Nawazuddin Siddiqui in a still from the film. Courtesy: Instagram

Babumoshai Bandookbaaz introduces its protagonist, Babu Bihari (Nawazuddin Siddiqui), in a wonderful deceptive fashion. In his first scene, Babu is standing on a construction site amid blue-collar workers. Dressed in formals, Babu could be mistaken for their supervisor. And that is the implication too, for Babu, a contract killer, due to his appearance, can slip in and out of a setting unnoticed. At various points in the film, he disguises himself as a washerman, a constable and a wedding guest. A minute or so after Babu is introduced, he walks into an office adjoining the construction site and shoots the man in it. It’s fitting that Babu’s chameleon-like persona is brought to screen by Siddiqui, an actor who has almost singlehandedly re-written the definition of the vicious everyman in Hindi cinema.

In the film’s opening segment, Babu is a man with no origin or destination. He murders with abandon, beds prostitutes and whiles away time by listening to old Bollywood songs. Babu is floating with no real joy or purpose, until he falls in love with a cobbler called Phulwa (Bidita Bag). Babu murders for Phulwa; she’s impressed and the two move in together. Babu finally finds something he was devoid of: joy. He finds purpose when he meets Banke Bihari (Jatin Goswami), an upstart contract killer, who considers Babu his idol. Both Banke and Babu have been contracted to bump off three men in a sleepy Uttar Pradesh town (which remains unnamed in this movie). Banke and Babu strike a bet: they’ll both try to murder the three men and the one who wins, collects the money for all the killings; the loser, on the other hand, would quit the profession.

It’s a fairly engaging premise, but one that, unfortunately, takes some time to come to the fore. However, the main problem with Babumoshai Bandookbaaz, at least in its pre-interval portion, is that it’s largely thin on plot. That wouldn’t have been a deal breaker in itself, if its central characters – Babu and Banke – were well written. Babu, in particular, the film’s centrepiece, is largely opaque. Given that he’s a killer, his actions, for the most part, do the talking for him, but they are mostly monotonous – a blend of malevolence and superficial swagger – lending limited insight into his psyche. The same goes for Banke. On one hand, the film doesn’t unfold as a character examination of these two rogues and on the other, it doesn’t have a meaty enough plot to keep you hooked.

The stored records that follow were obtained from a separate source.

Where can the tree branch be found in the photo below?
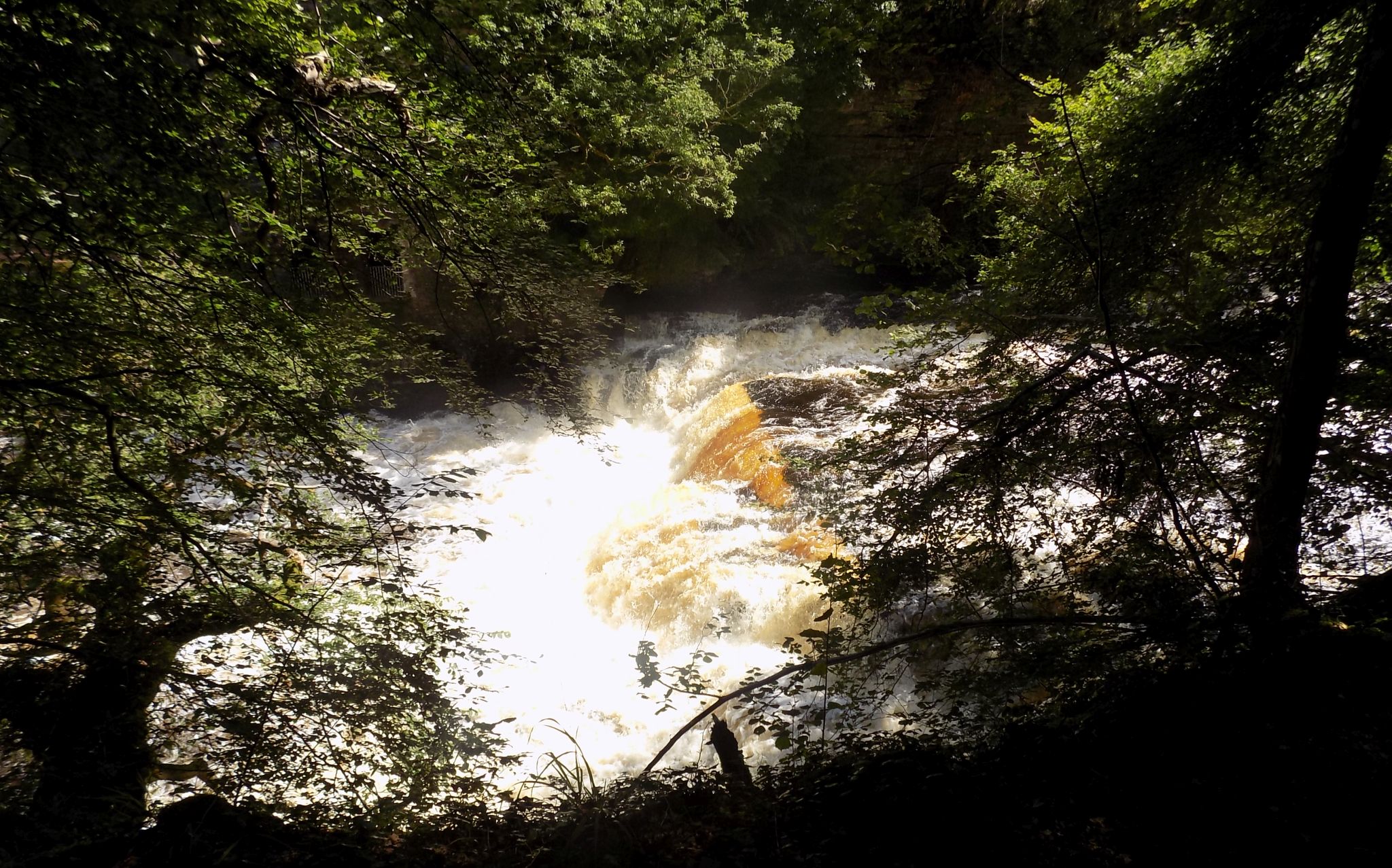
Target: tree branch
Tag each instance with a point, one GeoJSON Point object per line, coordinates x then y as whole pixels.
{"type": "Point", "coordinates": [957, 626]}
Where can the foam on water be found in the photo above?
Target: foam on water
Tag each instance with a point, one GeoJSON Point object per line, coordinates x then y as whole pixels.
{"type": "Point", "coordinates": [599, 543]}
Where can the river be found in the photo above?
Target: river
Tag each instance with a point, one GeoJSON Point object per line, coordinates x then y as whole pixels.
{"type": "Point", "coordinates": [678, 521]}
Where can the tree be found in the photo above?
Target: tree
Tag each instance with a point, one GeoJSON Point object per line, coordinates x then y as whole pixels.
{"type": "Point", "coordinates": [198, 565]}
{"type": "Point", "coordinates": [1158, 402]}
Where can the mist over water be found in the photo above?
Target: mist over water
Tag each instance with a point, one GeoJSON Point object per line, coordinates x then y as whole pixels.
{"type": "Point", "coordinates": [677, 521]}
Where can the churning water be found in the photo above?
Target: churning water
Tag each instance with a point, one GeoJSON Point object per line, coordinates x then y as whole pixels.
{"type": "Point", "coordinates": [680, 521]}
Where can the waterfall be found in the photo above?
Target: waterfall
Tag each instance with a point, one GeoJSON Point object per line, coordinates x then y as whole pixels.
{"type": "Point", "coordinates": [677, 521]}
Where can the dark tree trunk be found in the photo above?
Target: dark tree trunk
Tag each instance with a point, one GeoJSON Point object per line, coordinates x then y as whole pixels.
{"type": "Point", "coordinates": [94, 749]}
{"type": "Point", "coordinates": [1271, 568]}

Having said that, Babumoshai Bandookbaaz’s first half is not without its merits. Goswami, who hasn’t appeared in a lot of mainstream films, shows considerable screen presence. He and Siddiqui share pleasant chemistry, elevating even mundane scenes to an enjoyable concoction of dark humour. The filmmaker, Kushan Nandy, has a keen eye for the absurd, and he uses that to the film’s advantage in quite a few scenes. One bit, in particular, stands out, where Banke is envious of Babu’s earnings per killing, saying he’s been working for five years and his pay has only increased from Rs 5,000 to Rs 8,000. Babu, in comparison, earns considerably more: Rs 20,000 per head. (As a freelance writer, I found that scene darkly comic in more ways than one). Besides, the film’s first half ends on an intriguing cliffhanger, introducing a twist that keeps you invested.

It’s mostly downhill, however, right from the first minute of its second half. We soon find out that that twist makes little sense (and what’s worse, no effort is made to clear our confusion about it, or explain the incredible leap of logic at play here). And so, what could have been a quirky crime drama soon regresses to a generic vengeance saga. Siddiqui’s Babu remains opaque as ever, even after undergoing a remarkable transformation, giving us little to care about him. Even the film’s peripheral characters – essayed by assured performers (Divya Dutta, Anil George, Bhagwan Tiwari) – are largely wasted, subservient as they are to its lead (barring a terrific exchange between Dutta and Tiwari in the climax). There are scenes that pander to the audiences, instead of staying true to the story (for instance, it’s hard to believe that a cop would answer his phone during an intense shootout). Based on a familiar motif, the futility of crime, Babumoshai Bandookbaaz does try to rise above its limitations (thematically, its entire second half is a counterpoint to its first), but it’s too inconsistent and jaded for its own good.